I did finally go to bed, but at the normal time, and woke up feeling great the next morning. During my several months in Moscow I did the usual things. My bowels got messed up. I visited the museums. I went to the Kremlin. I went to Kolomenskoye, one of my favourite places in the city, lounging in the old orchard and watching the Moscow River flow. I went to Gorky Park via the embankment across from Luzhniki and did not have to pay as a result of going in the back way. I did the Mikhail Bulgakov tour visiting the Patriarch Ponds, Bulgakov’s model for Master’s house near the Arbat, the Sparrow or Lenin Hills, and the flat where Bulgakov lived which was covered with Master and Margarita graffiti from the bottom storey to the top. I visited the marvellous Mayakovsky Museum. I walked past the Lubyanka several times. I walked the French like boulevards of Moscow often making my way to Chistye Prudy to have a sit down, always making sure I went there by the street with Dunkin’ Donuts on it in just case I needed to use the wash room or water closet. I went to food and goods markets. I went to the USSR exhibition grounds. I saw the impotent’s dream. I went to Novodevichy and wondered about the cemetery finding Yesenstein’s, Oistrakh’s, and Bulgakov’s graves. I visited my relatives dacha east of Moscow near where the Soviet military stopped the German advance and picked fruit to put up for the fall. I went to hordes of churches which seemed to be on every block in the city. I visited the Choral Synagogue and went in after winding my way though those begging for alms out in front. And I went to bookstores, lots of bookstores.

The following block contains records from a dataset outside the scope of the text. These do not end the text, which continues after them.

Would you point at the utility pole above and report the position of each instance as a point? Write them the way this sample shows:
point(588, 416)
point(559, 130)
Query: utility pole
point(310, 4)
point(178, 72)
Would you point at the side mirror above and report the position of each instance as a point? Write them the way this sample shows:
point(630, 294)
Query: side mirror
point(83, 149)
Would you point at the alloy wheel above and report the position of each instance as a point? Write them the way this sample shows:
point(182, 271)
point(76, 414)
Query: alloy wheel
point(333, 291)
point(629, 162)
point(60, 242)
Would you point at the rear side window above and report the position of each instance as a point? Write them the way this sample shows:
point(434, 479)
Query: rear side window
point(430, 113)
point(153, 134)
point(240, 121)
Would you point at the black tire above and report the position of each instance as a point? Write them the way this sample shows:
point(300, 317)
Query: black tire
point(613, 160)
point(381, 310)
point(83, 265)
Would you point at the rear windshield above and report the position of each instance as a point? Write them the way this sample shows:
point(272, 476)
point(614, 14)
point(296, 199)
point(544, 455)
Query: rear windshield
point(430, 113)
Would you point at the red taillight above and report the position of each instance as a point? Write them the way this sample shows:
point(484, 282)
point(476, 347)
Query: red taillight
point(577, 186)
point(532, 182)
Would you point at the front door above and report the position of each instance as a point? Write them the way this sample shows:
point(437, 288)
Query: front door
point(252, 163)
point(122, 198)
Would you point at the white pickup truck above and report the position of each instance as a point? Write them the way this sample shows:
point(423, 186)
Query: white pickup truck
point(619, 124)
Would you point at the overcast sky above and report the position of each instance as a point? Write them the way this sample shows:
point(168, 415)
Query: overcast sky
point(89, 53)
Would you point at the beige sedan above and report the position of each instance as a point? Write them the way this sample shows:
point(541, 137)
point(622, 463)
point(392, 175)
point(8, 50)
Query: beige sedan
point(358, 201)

There were some great English language bookstores in Moscow when I lived there. There was the famous one on Kuznetsky Most. There was Shakespeare and Company somewhere in, if memory serves, the south part of the capital. There was another one near Shakespeare and Company, if memory serves. There was one near the Arbat and the Master’s House. And there was one near the circle line in the south of the city. 

One Saturday in July I decided to go to the bookstore near the circle line. It was a beautiful day in Moscow, sunny and somewhere in the 70s, a lot like many other summer days in the capital. Generally the usually busy circle line was not that busy on Saturdays. What I did not realise until I got off the subway at a metro station I recall as having frescoes or icons of Soviet glory days. As I was walking through the station I was fascinated by the fact that you could clearly see the indebtedness of Soviet era heroic art to Orthodox Christian heroic art of earlier day.

After I exited the stations it very quickly became clear that it was Navy Day. Soon I was “surrounded by Russian sailors clearly having a good time on leave in Moscow. At first I was a bit scared. Booze, the military, out having fun, hey what could go wrong with that? Very quickly, however, my fears were allayed. The sailors were, and in retrospect not surprisingly so, in a very good mood. One of them asked me what I was up to and I told them I was heading to a nearby bookstore. They split from me almost immediately feeling, I suppose, that they could find a much better time elsewhere than with boring old me who could barely speak Russian in the first place.